Financing of healthcare and healthcare delivery systems are popular topics of study across the world. This popularity is due to the universal human need for health care, and also due to the various means of the delivery systems and financing around the world. The many differences depend majorly on each country’s history, political culture, and the level of wealth (Grieves, 2000).
Healthcare, as a sensitive topic, has been politicized in many countries. This has in sooth impact society in a negative way especially people who have no access to healthcare. This paper compares the healthcare system of the United States to that of the United Kingdom. Despite the cultural proximity between the dual, health care within these two countries is distinct.
In June 2000, the World Health Organization released a report which ranked the health systems of 191 countries across the world. The United Kingdom was ranked 9th and the United States being ranked 17th highest in overall system performance (Blendon, 2001). According to a comparative study conducted in 2006 by the Organization for Economic Co-operation and Development (OECD), the total health expenditure in 2004 by the UK was 8.3% of their gross domestic product (GDP) and the US was 15.3% of their GDP, whereas the average of all 30 countries was 8.9%. In the same study, the health care expenditure in the UK was US $2,546 per capita and US $6,102 per capita in the US, whereas the mean for the 30-countries was US $2,550 (Grieve, 2000, p.19).

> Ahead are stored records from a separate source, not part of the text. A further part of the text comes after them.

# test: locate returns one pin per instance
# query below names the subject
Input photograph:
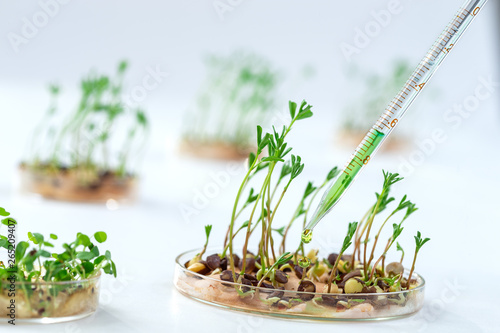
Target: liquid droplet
(307, 236)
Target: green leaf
(272, 159)
(398, 247)
(21, 250)
(45, 254)
(251, 159)
(95, 251)
(284, 258)
(304, 115)
(114, 268)
(333, 173)
(100, 236)
(259, 135)
(293, 107)
(85, 255)
(4, 243)
(9, 221)
(98, 260)
(88, 267)
(3, 212)
(309, 190)
(280, 231)
(83, 239)
(208, 229)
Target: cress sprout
(358, 267)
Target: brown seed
(250, 265)
(227, 275)
(247, 283)
(332, 258)
(307, 287)
(200, 267)
(279, 292)
(352, 274)
(394, 268)
(213, 261)
(223, 264)
(369, 290)
(382, 284)
(298, 271)
(280, 276)
(251, 278)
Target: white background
(455, 184)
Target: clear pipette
(395, 110)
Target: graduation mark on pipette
(395, 110)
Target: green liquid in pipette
(333, 195)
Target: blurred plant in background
(93, 142)
(239, 92)
(377, 91)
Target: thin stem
(412, 268)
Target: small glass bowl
(49, 302)
(297, 305)
(63, 185)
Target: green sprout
(419, 242)
(80, 260)
(257, 206)
(351, 229)
(283, 259)
(399, 248)
(87, 141)
(239, 90)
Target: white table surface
(456, 187)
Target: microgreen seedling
(258, 205)
(89, 143)
(239, 90)
(419, 242)
(351, 229)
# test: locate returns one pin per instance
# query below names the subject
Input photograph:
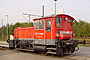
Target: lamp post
(2, 28)
(29, 15)
(55, 6)
(7, 26)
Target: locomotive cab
(64, 27)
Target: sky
(79, 9)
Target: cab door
(48, 31)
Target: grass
(86, 45)
(3, 39)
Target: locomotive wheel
(60, 52)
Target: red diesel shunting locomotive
(53, 35)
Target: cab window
(48, 25)
(39, 24)
(69, 23)
(59, 22)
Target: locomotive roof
(53, 16)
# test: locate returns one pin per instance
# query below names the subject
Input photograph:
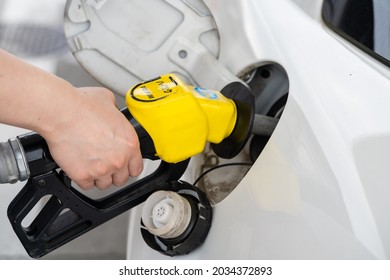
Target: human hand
(92, 141)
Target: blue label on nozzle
(206, 93)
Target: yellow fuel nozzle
(181, 119)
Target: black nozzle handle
(65, 212)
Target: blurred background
(33, 31)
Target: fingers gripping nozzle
(181, 118)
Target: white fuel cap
(166, 214)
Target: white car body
(319, 189)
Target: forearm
(25, 95)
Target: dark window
(365, 23)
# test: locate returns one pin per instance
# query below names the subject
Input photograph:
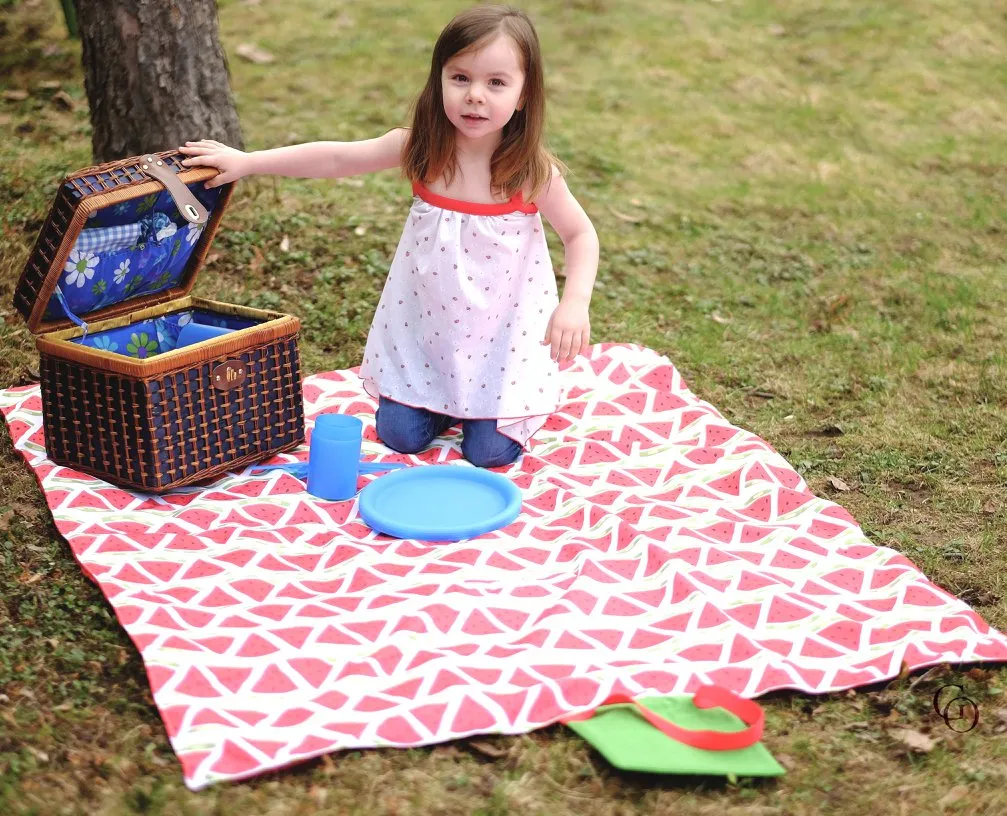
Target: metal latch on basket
(229, 375)
(186, 202)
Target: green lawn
(801, 202)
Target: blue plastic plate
(439, 503)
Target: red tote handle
(747, 711)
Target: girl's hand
(569, 330)
(232, 163)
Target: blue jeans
(409, 430)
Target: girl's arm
(310, 160)
(569, 329)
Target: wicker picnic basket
(106, 291)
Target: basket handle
(187, 203)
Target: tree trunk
(155, 76)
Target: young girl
(469, 326)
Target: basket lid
(119, 237)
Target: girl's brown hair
(521, 161)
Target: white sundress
(459, 325)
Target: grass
(801, 202)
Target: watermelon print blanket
(659, 548)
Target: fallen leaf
(486, 749)
(913, 739)
(929, 674)
(63, 100)
(786, 761)
(956, 794)
(254, 53)
(257, 260)
(625, 218)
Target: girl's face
(482, 89)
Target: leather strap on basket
(186, 202)
(747, 711)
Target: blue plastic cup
(197, 332)
(333, 456)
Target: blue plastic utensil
(439, 503)
(192, 333)
(299, 469)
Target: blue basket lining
(157, 335)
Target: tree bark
(155, 76)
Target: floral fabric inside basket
(136, 248)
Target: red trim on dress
(517, 203)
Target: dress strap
(515, 203)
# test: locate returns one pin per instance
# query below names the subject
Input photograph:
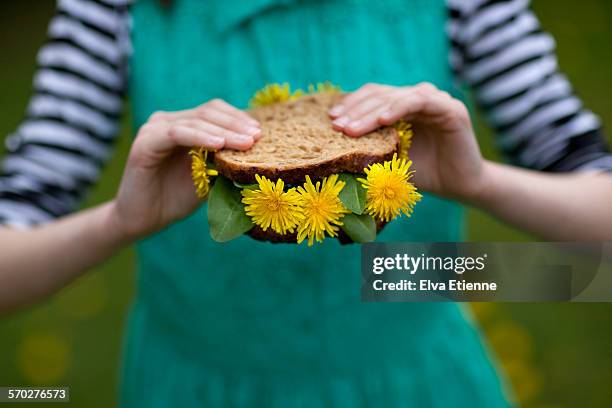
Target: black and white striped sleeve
(72, 118)
(501, 52)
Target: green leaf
(226, 215)
(353, 195)
(360, 228)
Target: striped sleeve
(500, 51)
(71, 121)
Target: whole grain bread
(298, 140)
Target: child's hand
(156, 187)
(444, 149)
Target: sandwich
(303, 180)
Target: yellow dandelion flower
(322, 209)
(321, 87)
(389, 190)
(200, 173)
(274, 93)
(270, 206)
(404, 132)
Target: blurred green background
(555, 355)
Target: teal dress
(247, 323)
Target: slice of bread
(298, 140)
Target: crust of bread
(328, 152)
(291, 238)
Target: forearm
(35, 263)
(561, 206)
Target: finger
(415, 101)
(367, 123)
(180, 135)
(354, 98)
(360, 109)
(232, 110)
(233, 140)
(226, 120)
(215, 104)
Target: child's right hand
(444, 149)
(156, 188)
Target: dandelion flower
(322, 87)
(274, 93)
(322, 209)
(200, 173)
(404, 132)
(389, 191)
(270, 206)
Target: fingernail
(245, 138)
(252, 130)
(354, 124)
(341, 122)
(215, 139)
(336, 110)
(386, 115)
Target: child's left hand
(444, 149)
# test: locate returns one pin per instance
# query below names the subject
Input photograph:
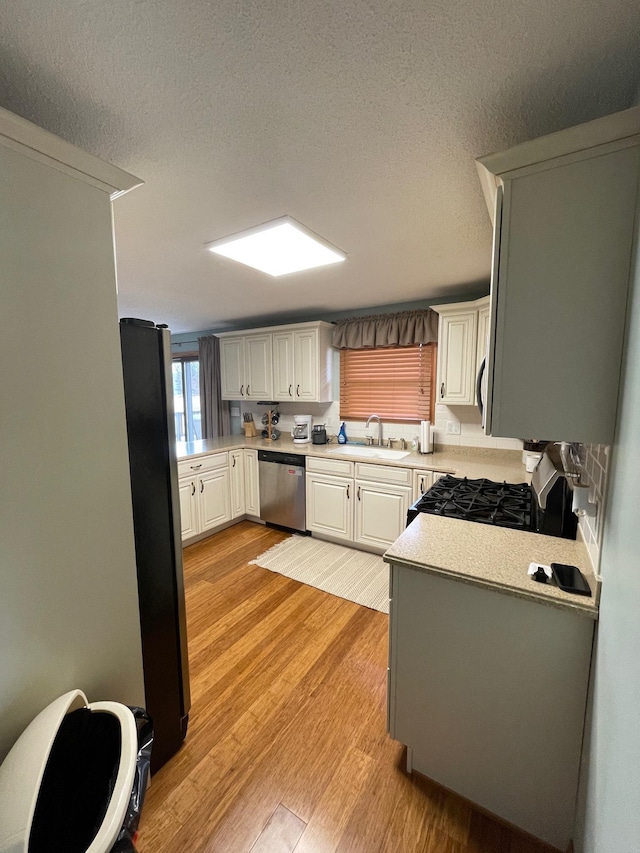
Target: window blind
(396, 383)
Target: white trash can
(69, 780)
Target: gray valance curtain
(214, 410)
(404, 329)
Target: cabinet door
(381, 513)
(457, 358)
(232, 368)
(482, 348)
(565, 246)
(188, 507)
(422, 480)
(236, 473)
(213, 498)
(258, 372)
(329, 506)
(283, 378)
(306, 365)
(251, 483)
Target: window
(186, 397)
(396, 383)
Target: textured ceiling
(359, 118)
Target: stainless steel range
(543, 507)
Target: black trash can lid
(22, 770)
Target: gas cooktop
(485, 501)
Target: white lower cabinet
(217, 489)
(251, 483)
(236, 474)
(204, 491)
(329, 510)
(381, 513)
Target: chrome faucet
(377, 417)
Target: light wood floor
(287, 748)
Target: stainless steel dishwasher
(282, 492)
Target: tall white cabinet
(69, 605)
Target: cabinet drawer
(198, 464)
(383, 474)
(323, 465)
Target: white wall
(68, 595)
(610, 788)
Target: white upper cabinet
(461, 348)
(283, 363)
(257, 365)
(283, 374)
(563, 241)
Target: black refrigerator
(148, 391)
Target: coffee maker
(301, 432)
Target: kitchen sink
(372, 452)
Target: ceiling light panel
(278, 248)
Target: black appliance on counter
(148, 391)
(542, 507)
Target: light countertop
(472, 462)
(493, 558)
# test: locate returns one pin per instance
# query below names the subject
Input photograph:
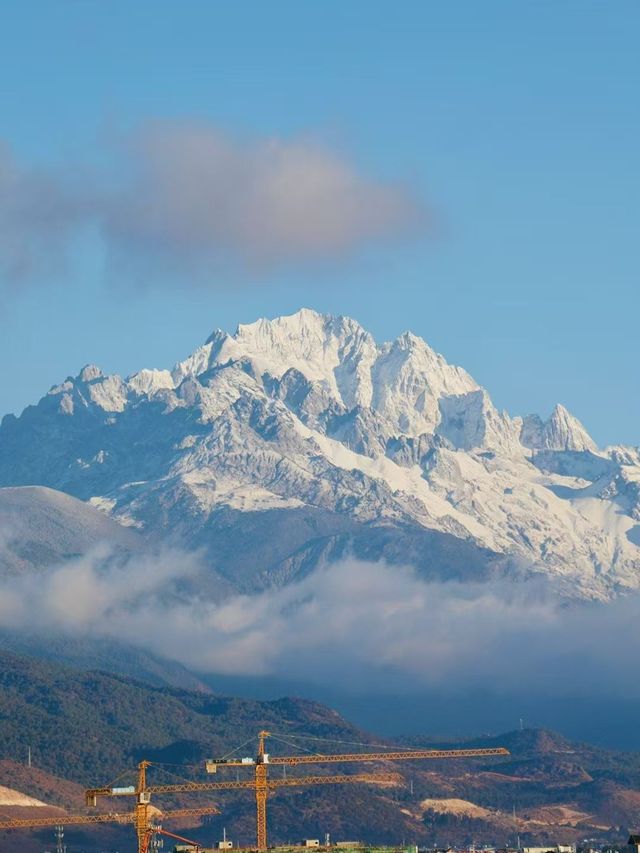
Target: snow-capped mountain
(300, 438)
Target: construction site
(136, 799)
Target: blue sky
(516, 125)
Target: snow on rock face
(309, 418)
(561, 432)
(470, 421)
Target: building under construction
(148, 820)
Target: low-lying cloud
(350, 625)
(179, 199)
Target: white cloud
(182, 199)
(350, 625)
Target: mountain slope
(41, 527)
(85, 728)
(305, 436)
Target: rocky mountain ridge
(305, 436)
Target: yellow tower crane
(143, 791)
(262, 783)
(145, 823)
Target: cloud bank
(351, 625)
(178, 199)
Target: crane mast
(262, 783)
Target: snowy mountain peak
(320, 438)
(90, 372)
(562, 431)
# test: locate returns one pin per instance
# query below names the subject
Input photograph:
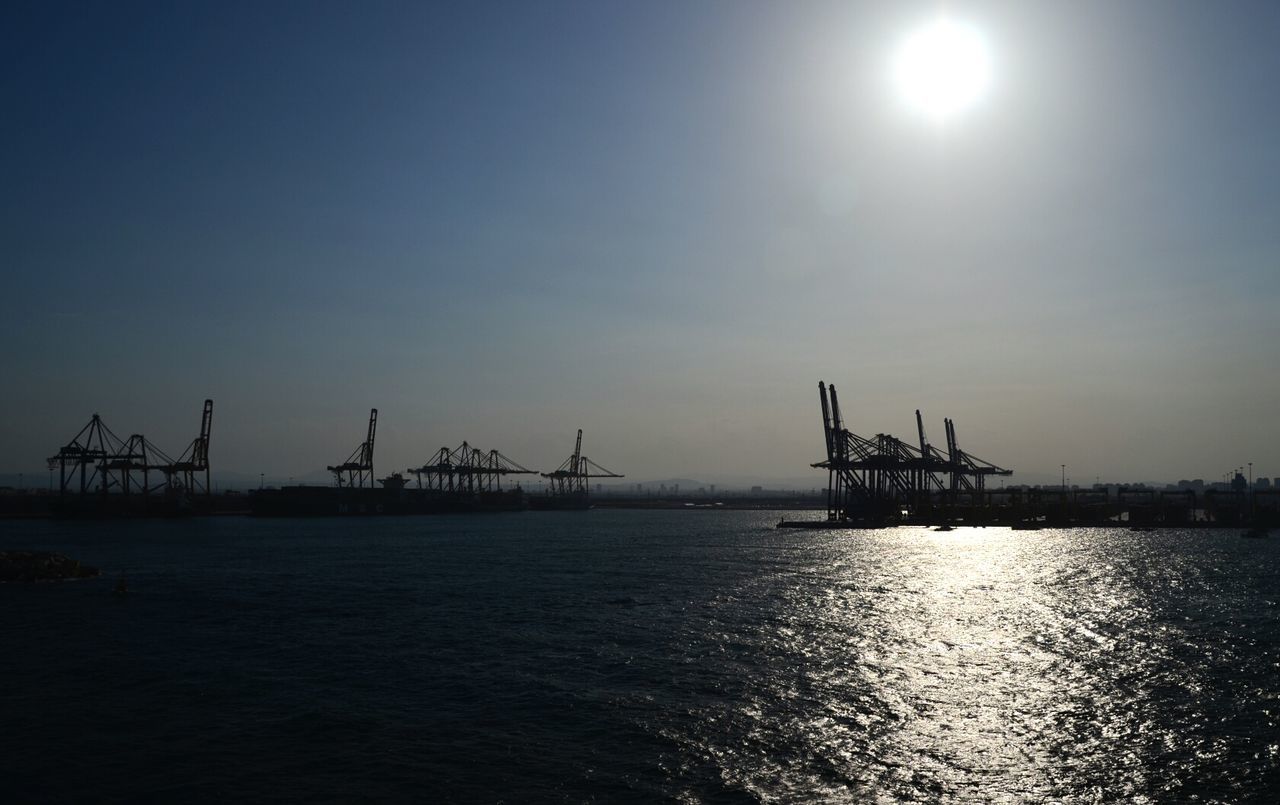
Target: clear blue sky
(659, 222)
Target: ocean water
(639, 657)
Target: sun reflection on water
(965, 666)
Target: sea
(639, 657)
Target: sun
(942, 68)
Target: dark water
(698, 657)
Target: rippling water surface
(698, 657)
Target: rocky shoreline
(32, 566)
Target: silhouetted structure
(881, 478)
(568, 484)
(357, 471)
(104, 475)
(466, 470)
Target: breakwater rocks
(41, 566)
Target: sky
(662, 223)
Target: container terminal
(871, 481)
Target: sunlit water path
(695, 657)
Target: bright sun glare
(942, 68)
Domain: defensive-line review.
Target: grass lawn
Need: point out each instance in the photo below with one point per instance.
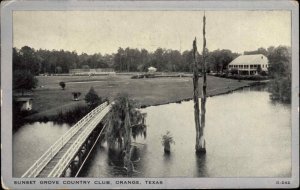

In 2001, approximately 45 million people in America under the age of 65 lacked health insurance cover, with far more US citizens than UK citizens reporting that the cost of health care is a barrier to access. The UK provides universal health care that is free at point of service to its citizens; it is governed centrally with funding from taxes (James, 2004, p.33) Health-care system in the US is funded by a patchwork of both public and private insurance that attracts large point of service fees on many patients. Care is provided through nonprofit, public and private providers in a competitive delivery system which is mostly ungoverned.
Although the UK health care funding is government controlled and the US health care funding is mostly private controlled, both are only made possible by the contributions made by the citizens. The main differences are the level of government involvement and mandatory taxation versus voluntary contributions. US has continued to perform relatively well despite fiscal challenges in sustaining the health care system (Long, 1998, p.53).
In conclusion, despite the distinctions between the US and UK healthcare system, both countries face the same imperative, that is, to reduce the cost of delivering care to their aging populations while at the same time addressing deficiencies in the quality and safety of care. In the United States, health care consumes a large portion of the nation’s GDP and the system still fails to insure a sixth of the population (Long, 1998, p.51). However, like in the US, the UK government is making major efforts to reform the health care system: to respond to severe economic pressures, to improve the quality of care, and to decentralize and remove bureaucratic layers. It is therefore evident from this paper that there are distinctions between the US and UK healthcare systems.
References
Grieve, A., McCann, S., & MacTaggart, J. (2000). Health care in the United Kingdom. East Kilbride: Imprint Publishing Systems.
James, J., Wall, I., & Dean, P. (2004). Medicolegal essentials in healthcare (2nd ed.). London: Greenwich Medical Media.
Long, M. J. (1998). Health and healthcare in the United States. Chicago, Ill.: Health Administration Press.